А вот на следующий день во мне снова ожил интерес к моему эссе насчет долголетия. Я прочел его (не сказать, чтобы внимательно) и попробовал рассудить, где у меня ошибка. Не получилось; а перечитал — так почувствовал, что не очень-то и заблуждаюсь.
День 2-е декабря выдался солнечный, и море было на редкость спокойным. Я развернул кушетку к окну и полулежал на ней, опершись спиной о подушку, ноги укутав в плед. В камине, помню, горело масло, отчего огонь ровно гудел, иногда чуть взревывая, — звук, вызывавший в недрах моей депрессии глухое раздражение. Я остановившимся взором смотрел на море, пытаясь осмыслить, где же в моем эссе кроется ошибка.
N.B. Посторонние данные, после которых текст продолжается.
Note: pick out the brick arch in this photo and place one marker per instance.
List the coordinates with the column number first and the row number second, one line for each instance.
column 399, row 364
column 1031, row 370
Затем через комнату я перевел взгляд на книжный шкаф. Солнце высвечивало корешки книг. Были это в основном яркие американские «пэйпербэки» — классики науки, несколько томов по музыке, кое-что из истории и археологии, «Приключения идей»[115] Уайтхеда. Игра света на ярких красках на минуту вызвала чувство эйфории, хотя и мимолетное.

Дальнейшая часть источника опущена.